La question posée par la créativité du monde arabe est donc la suivante :
occidentaliser ce qui se passe serait une manière de ne pas tenir compte de la grande rupture que l’Occident a lui-même initiée par l’accélération technique. En retour, l’Occident ne sortira pas indemne de l’explosion de la créativité arabe. Il faut s’attendre à des effets directs. En même temps, cette créativité trouvera d’autres formes, puisque les contextes sociétaux et culturels sont différents, comme le montre, actuellement, la créativité du monde judiciaire en France qui n’en est vraiment qu’à ses débuts.
Ultime remarque : les outils utilisés par les Égyptiens et les Tunisiens pour accéder à l’information, échanger des idées et des plans, se constituer en une multitude de communautés agissantes, organiser des rassemblements et des manifestations, à savoir Internet et les services Facebook et Twitter (entre autres), ainsi que les téléphones mobiles, ne sont apparus et ne se sont répandus en Occident qu’au cours des quinze dernières années. La rapidité avec laquelle ces moyens technologiques révolutionnaires sont devenus largement disponibles en Égypte et en Tunisie, mais aussi dans la plupart des autres pays en développement, est proprement stupéfiante.

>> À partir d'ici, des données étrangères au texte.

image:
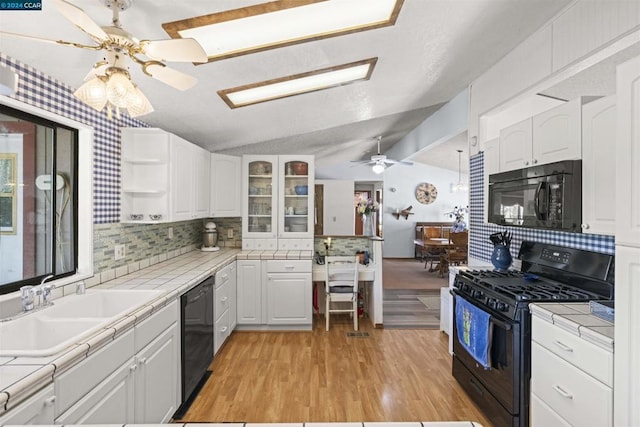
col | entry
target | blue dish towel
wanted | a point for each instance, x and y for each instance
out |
(474, 331)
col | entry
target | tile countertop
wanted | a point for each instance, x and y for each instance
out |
(577, 319)
(20, 377)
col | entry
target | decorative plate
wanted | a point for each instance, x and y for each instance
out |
(426, 193)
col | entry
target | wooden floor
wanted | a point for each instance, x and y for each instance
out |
(318, 376)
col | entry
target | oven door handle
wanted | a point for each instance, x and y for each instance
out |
(504, 325)
(500, 323)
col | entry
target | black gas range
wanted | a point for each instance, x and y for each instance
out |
(549, 273)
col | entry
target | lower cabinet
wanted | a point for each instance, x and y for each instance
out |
(571, 378)
(275, 293)
(38, 409)
(142, 389)
(224, 305)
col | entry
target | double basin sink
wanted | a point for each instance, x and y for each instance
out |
(69, 320)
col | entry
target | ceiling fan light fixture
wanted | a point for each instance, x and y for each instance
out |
(93, 93)
(378, 168)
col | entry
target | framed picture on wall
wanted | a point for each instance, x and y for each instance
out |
(8, 193)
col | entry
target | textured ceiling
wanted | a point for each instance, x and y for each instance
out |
(433, 52)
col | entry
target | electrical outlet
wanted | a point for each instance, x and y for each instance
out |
(120, 251)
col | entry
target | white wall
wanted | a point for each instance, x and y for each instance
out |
(338, 214)
(399, 233)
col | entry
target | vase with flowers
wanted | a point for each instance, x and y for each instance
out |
(459, 225)
(366, 208)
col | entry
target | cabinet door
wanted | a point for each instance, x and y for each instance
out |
(249, 292)
(296, 197)
(557, 134)
(289, 299)
(260, 190)
(516, 146)
(226, 186)
(233, 300)
(181, 179)
(38, 409)
(599, 166)
(156, 379)
(201, 166)
(111, 402)
(628, 156)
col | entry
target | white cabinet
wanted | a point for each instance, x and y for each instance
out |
(224, 305)
(278, 201)
(557, 133)
(274, 293)
(548, 137)
(134, 379)
(571, 378)
(516, 146)
(226, 186)
(156, 385)
(249, 273)
(164, 177)
(38, 409)
(288, 292)
(190, 180)
(599, 166)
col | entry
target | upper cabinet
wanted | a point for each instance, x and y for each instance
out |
(599, 166)
(277, 211)
(164, 177)
(548, 137)
(226, 186)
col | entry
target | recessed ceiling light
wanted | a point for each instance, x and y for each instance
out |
(298, 84)
(281, 23)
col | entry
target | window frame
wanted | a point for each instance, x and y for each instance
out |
(83, 194)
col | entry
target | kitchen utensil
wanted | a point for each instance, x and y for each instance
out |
(210, 238)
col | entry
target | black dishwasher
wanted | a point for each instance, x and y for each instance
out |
(196, 307)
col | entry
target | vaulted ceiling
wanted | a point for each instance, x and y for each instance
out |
(435, 49)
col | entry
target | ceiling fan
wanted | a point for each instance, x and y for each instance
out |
(380, 162)
(119, 44)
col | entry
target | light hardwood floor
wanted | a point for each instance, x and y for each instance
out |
(392, 375)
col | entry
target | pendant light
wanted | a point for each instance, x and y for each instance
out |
(459, 187)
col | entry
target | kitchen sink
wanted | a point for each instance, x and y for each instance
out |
(69, 320)
(100, 303)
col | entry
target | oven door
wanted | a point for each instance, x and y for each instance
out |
(501, 380)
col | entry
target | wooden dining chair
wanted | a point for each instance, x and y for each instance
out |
(457, 253)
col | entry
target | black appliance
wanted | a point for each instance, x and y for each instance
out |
(546, 196)
(549, 273)
(196, 308)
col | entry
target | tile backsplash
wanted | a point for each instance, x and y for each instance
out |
(143, 241)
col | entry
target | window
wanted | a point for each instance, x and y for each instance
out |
(38, 199)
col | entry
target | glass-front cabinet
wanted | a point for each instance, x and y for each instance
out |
(260, 191)
(296, 197)
(278, 207)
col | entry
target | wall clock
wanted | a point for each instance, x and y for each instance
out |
(426, 193)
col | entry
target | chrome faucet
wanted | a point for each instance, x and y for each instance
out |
(45, 291)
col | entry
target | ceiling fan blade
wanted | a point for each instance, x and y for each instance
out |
(80, 19)
(169, 76)
(174, 50)
(23, 36)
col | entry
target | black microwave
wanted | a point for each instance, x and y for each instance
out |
(545, 196)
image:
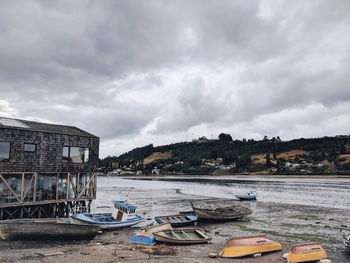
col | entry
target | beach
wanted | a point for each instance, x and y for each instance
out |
(288, 211)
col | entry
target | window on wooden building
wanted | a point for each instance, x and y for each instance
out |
(29, 147)
(75, 154)
(4, 151)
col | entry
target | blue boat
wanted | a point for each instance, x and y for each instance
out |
(177, 220)
(143, 239)
(126, 216)
(249, 196)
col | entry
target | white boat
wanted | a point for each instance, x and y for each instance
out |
(126, 217)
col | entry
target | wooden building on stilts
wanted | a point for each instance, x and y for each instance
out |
(46, 170)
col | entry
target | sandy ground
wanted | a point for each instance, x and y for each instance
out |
(114, 247)
(287, 224)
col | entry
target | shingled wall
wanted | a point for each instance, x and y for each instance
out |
(49, 150)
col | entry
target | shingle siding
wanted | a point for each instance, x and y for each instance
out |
(49, 149)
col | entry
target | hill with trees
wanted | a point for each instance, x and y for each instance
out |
(326, 155)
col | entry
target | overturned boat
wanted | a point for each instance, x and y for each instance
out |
(249, 245)
(213, 210)
(177, 220)
(45, 229)
(183, 236)
(306, 252)
(126, 216)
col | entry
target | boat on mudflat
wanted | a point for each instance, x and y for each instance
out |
(177, 220)
(249, 245)
(213, 210)
(306, 252)
(183, 236)
(126, 216)
(146, 237)
(46, 228)
(247, 197)
(347, 241)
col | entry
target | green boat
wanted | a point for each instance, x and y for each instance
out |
(183, 236)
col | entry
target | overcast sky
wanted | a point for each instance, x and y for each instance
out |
(139, 72)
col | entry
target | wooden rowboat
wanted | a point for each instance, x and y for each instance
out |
(48, 228)
(177, 220)
(246, 197)
(146, 237)
(306, 252)
(126, 217)
(249, 245)
(183, 236)
(216, 211)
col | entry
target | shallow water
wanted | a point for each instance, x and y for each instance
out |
(332, 193)
(288, 210)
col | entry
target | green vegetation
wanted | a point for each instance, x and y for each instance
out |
(326, 155)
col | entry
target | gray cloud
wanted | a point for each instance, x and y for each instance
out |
(135, 72)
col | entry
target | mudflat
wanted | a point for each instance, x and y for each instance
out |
(286, 223)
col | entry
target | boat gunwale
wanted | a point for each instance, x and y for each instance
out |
(199, 231)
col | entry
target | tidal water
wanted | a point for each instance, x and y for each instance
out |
(331, 193)
(288, 210)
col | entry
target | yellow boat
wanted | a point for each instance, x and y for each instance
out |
(306, 252)
(248, 245)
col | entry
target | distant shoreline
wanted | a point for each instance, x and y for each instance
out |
(232, 176)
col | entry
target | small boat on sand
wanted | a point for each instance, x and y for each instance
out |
(249, 245)
(146, 237)
(126, 216)
(247, 197)
(213, 210)
(143, 238)
(306, 252)
(183, 236)
(45, 229)
(177, 220)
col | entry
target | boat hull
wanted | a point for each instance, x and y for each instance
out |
(245, 197)
(176, 220)
(306, 252)
(183, 236)
(28, 229)
(245, 246)
(221, 213)
(108, 225)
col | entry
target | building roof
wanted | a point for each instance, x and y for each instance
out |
(42, 127)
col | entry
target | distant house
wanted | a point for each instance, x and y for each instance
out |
(155, 170)
(46, 170)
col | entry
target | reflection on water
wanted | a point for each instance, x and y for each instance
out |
(332, 193)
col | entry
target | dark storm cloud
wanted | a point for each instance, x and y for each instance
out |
(139, 71)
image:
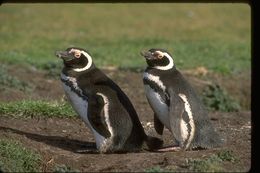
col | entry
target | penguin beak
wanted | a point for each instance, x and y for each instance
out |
(65, 55)
(147, 55)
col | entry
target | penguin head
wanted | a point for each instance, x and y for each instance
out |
(76, 59)
(158, 59)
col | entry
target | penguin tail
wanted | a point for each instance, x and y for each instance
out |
(153, 143)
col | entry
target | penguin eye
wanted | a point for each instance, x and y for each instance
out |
(77, 54)
(159, 54)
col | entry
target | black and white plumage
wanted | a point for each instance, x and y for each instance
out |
(175, 104)
(101, 104)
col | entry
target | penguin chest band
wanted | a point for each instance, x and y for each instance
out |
(158, 105)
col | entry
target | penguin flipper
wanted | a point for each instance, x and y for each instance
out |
(96, 115)
(176, 111)
(158, 125)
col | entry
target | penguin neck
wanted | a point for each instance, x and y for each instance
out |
(156, 70)
(72, 73)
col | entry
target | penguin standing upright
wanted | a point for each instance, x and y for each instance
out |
(175, 104)
(102, 105)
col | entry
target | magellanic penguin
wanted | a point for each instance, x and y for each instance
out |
(176, 104)
(102, 105)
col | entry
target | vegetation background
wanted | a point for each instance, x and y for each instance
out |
(212, 36)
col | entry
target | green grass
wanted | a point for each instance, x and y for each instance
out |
(216, 36)
(216, 98)
(30, 109)
(214, 163)
(9, 81)
(63, 169)
(16, 158)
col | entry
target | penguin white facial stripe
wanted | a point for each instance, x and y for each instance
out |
(87, 66)
(167, 67)
(187, 108)
(106, 112)
(73, 81)
(155, 79)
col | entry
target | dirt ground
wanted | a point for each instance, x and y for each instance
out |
(70, 142)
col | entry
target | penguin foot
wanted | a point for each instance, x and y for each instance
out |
(169, 149)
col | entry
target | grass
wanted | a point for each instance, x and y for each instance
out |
(216, 98)
(211, 164)
(16, 158)
(216, 36)
(9, 81)
(30, 109)
(64, 168)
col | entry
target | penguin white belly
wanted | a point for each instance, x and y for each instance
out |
(159, 107)
(81, 107)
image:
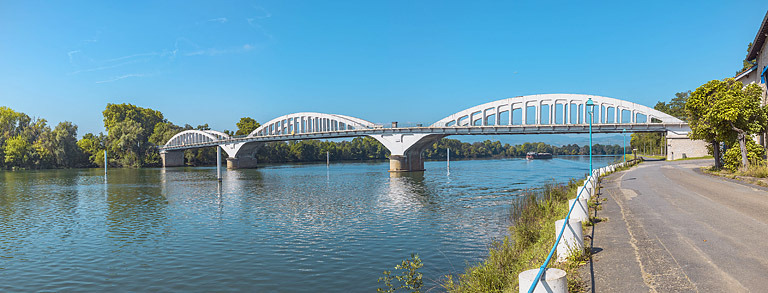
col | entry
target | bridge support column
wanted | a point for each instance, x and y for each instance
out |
(244, 162)
(172, 159)
(405, 150)
(412, 163)
(241, 155)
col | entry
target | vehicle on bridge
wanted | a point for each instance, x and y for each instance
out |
(534, 114)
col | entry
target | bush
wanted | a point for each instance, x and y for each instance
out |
(732, 158)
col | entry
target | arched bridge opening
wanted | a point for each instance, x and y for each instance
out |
(534, 114)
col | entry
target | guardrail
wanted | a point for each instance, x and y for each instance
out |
(557, 281)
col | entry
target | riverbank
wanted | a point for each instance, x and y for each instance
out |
(671, 228)
(528, 244)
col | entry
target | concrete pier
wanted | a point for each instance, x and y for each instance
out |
(411, 163)
(172, 159)
(244, 162)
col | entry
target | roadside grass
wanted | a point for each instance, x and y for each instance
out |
(658, 157)
(527, 246)
(695, 158)
(530, 240)
(759, 170)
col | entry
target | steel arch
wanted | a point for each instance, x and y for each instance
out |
(603, 106)
(310, 122)
(187, 137)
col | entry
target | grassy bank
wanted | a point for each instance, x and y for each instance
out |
(530, 240)
(527, 246)
(756, 174)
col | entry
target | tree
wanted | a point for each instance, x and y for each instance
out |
(66, 153)
(127, 142)
(246, 126)
(17, 151)
(726, 111)
(163, 132)
(147, 118)
(747, 64)
(93, 148)
(676, 107)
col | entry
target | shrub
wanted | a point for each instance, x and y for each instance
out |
(755, 154)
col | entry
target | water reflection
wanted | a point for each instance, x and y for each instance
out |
(136, 207)
(291, 228)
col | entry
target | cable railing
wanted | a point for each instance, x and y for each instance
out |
(590, 181)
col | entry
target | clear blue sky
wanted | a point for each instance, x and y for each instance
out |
(408, 61)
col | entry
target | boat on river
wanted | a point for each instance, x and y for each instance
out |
(535, 155)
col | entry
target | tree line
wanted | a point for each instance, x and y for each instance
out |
(133, 134)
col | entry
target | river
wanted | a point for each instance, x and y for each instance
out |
(298, 227)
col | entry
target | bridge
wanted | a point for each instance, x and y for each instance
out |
(534, 114)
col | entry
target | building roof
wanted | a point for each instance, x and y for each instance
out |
(744, 73)
(759, 39)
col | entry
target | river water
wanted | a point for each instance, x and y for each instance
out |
(304, 228)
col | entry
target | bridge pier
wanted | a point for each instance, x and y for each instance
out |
(405, 150)
(172, 158)
(413, 163)
(244, 162)
(241, 155)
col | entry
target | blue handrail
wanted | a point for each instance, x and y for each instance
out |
(559, 235)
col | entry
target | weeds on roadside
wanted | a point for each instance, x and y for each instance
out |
(527, 246)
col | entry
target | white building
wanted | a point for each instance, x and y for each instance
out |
(758, 74)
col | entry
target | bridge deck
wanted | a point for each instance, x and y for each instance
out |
(453, 130)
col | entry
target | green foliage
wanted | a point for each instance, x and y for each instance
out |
(246, 126)
(528, 244)
(408, 279)
(147, 118)
(163, 132)
(732, 158)
(127, 142)
(726, 111)
(41, 146)
(93, 148)
(17, 151)
(747, 64)
(132, 134)
(676, 107)
(647, 143)
(757, 170)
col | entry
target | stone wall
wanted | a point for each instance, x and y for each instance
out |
(680, 145)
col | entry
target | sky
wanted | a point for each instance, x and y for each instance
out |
(409, 61)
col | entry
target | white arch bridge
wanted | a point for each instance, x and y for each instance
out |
(535, 114)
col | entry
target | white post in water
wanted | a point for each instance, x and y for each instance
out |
(218, 163)
(552, 280)
(449, 159)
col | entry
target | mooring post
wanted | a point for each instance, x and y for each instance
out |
(218, 163)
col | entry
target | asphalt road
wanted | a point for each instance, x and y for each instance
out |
(670, 228)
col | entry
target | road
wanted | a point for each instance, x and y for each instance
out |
(670, 228)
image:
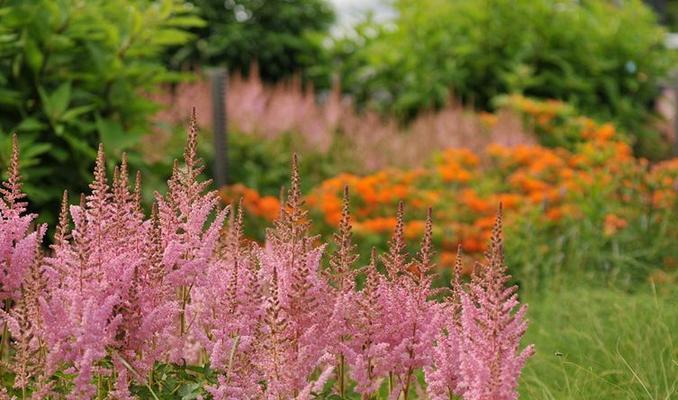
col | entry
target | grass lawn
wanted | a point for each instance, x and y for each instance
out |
(603, 344)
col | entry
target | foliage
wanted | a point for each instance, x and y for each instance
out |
(605, 58)
(589, 209)
(72, 75)
(121, 296)
(283, 37)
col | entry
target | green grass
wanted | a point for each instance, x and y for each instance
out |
(602, 344)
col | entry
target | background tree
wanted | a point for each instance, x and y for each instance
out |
(283, 37)
(604, 57)
(72, 74)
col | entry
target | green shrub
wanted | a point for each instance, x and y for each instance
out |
(72, 74)
(603, 57)
(283, 37)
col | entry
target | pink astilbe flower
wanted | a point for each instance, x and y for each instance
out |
(101, 299)
(413, 323)
(18, 245)
(363, 314)
(490, 331)
(231, 313)
(298, 301)
(443, 374)
(89, 276)
(25, 324)
(341, 275)
(189, 240)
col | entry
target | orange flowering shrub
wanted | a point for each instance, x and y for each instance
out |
(596, 181)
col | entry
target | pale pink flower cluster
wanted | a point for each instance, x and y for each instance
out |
(120, 292)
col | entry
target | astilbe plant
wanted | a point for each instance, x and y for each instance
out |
(121, 293)
(19, 280)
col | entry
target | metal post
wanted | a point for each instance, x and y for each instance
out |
(219, 79)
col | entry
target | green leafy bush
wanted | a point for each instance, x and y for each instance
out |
(283, 37)
(72, 74)
(603, 57)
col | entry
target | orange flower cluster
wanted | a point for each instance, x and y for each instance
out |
(554, 184)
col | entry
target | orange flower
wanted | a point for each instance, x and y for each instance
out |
(414, 229)
(555, 214)
(269, 207)
(377, 225)
(473, 245)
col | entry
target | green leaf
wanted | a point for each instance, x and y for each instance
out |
(30, 124)
(56, 103)
(187, 22)
(114, 137)
(75, 112)
(34, 57)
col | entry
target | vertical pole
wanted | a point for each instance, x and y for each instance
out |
(219, 86)
(674, 147)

Elle est le fruit des noces de l’accélération technique et de la globalisation, qui change totalement le contexte social et politique global.
Ce qui se passe en Égypte et en Tunisie est la première vague d’un tsunami planétaire, qui pourrait balayer les ordres totalitaires à travers le monde, et dont les régimes en principe démocratique ne sont peut-être pas tout à fait à l’abri. Le désarroi des dirigeants des plus grandes puissances face à des soulèvements spontanés, médiés par l’Internet, témoigne de l’incapacité de ces dirigeants à comprendre l’impact de l’accélération technologique, créant les conditions d’une grande rupture universelle, sociale et culturelle.